S&P warns NZ energy companies

27 February 2003 – Credit ratings agency Standard & Poor’s says several of New Zealand’s electricity generation and gas companies will have to implement strategies within the next couple of years to avoid a fall in their credit ratings.

The prospect of New Zealand’s biggest gas field, Maui, closing two years earlier than expected posed a credit risk for gas-dependent energy companies, S&P said.

However, it was not an immediate threat to NGC Holdings, Contact Energy and Genesis Power as they had about four years of existing gas contracts or access to alternative fuel.

“… the recent announcement that the Pohokura gas field may have significantly less reserves than initially estimated has heightened the need for electricity and gas companies to implement plans to adapt to lower and more expensive gas reserves,” S&P associated director Mark Legge said.

“The unpredictability of gas exploration and long lead time for development mean that companies relying purely on new gas finds to replace Maui gas will be pursuing a high-risk strategy,” he added.

However, initial indications were that this would not be the case with the three aforementioned companies.
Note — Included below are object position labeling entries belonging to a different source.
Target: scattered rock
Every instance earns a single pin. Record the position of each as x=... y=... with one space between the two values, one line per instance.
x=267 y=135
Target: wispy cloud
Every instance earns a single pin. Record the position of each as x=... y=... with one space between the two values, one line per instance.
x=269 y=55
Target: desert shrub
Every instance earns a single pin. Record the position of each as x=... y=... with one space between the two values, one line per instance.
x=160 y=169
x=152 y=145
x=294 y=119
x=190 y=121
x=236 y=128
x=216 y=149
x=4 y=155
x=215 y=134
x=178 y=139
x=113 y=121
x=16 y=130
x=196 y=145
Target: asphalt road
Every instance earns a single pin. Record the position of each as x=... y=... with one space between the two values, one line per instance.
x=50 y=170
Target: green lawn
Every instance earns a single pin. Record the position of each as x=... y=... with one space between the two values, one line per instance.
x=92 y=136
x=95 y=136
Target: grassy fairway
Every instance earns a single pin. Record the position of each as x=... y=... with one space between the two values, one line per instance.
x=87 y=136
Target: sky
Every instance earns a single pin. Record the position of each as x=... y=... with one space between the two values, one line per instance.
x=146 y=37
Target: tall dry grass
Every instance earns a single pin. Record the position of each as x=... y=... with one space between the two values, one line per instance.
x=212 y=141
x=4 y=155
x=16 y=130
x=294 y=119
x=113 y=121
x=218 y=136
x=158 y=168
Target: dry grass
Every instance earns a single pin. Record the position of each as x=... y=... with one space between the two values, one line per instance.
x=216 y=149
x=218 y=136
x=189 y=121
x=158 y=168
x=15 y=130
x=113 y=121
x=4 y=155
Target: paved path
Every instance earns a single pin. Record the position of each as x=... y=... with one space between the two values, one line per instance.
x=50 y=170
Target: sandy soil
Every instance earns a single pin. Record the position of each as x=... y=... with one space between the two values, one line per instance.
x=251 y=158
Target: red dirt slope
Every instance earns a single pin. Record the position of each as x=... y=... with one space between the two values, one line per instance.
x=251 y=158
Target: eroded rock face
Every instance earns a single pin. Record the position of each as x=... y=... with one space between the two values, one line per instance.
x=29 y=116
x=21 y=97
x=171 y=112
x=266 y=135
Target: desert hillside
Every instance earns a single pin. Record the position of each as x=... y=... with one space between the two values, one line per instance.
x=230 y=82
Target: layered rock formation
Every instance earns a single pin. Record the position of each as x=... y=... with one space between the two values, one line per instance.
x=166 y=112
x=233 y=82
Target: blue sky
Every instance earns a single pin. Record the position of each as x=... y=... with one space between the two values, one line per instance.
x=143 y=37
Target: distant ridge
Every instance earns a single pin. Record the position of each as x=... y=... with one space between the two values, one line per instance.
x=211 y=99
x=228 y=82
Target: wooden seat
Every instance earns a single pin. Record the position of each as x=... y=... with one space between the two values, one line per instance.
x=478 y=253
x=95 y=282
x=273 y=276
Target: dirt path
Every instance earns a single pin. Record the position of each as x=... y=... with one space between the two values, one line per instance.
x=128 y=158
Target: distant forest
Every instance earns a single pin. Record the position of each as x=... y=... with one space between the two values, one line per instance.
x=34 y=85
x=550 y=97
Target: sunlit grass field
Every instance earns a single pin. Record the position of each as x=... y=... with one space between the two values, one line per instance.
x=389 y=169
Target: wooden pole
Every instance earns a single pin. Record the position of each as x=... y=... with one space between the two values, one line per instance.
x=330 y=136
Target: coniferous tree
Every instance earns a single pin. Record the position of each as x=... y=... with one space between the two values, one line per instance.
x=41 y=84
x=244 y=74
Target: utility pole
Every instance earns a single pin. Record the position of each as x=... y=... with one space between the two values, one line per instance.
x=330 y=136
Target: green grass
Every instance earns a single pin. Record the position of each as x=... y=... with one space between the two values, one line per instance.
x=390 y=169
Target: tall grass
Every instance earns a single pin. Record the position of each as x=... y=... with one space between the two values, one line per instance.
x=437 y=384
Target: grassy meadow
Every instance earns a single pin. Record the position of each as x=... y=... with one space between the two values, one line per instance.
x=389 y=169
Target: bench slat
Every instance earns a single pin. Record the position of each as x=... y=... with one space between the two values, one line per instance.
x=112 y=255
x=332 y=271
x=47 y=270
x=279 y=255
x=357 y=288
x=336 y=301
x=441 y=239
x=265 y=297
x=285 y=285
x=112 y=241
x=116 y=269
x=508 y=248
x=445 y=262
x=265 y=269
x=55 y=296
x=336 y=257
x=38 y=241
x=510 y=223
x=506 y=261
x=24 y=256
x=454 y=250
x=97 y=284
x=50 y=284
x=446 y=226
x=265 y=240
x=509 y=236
Contact intends to convert its New Plymouth (gas) power station to dual fuel and NGC plans to restore its Kapuni Gas Treatment plant to full capacity.

Similar concerns were echoed earlier this month by another credit ratings agency, Fitch.

It said the industry’s overall creditworthiness had improved after a shake-up of companies’ retail and generation portfolios, but it stressed market stability really hinged on more generation capacity.

NGC Holdings has an A-minus rating, while Contact Energy and Genesis both have triple B ratings, all with stable outlooks.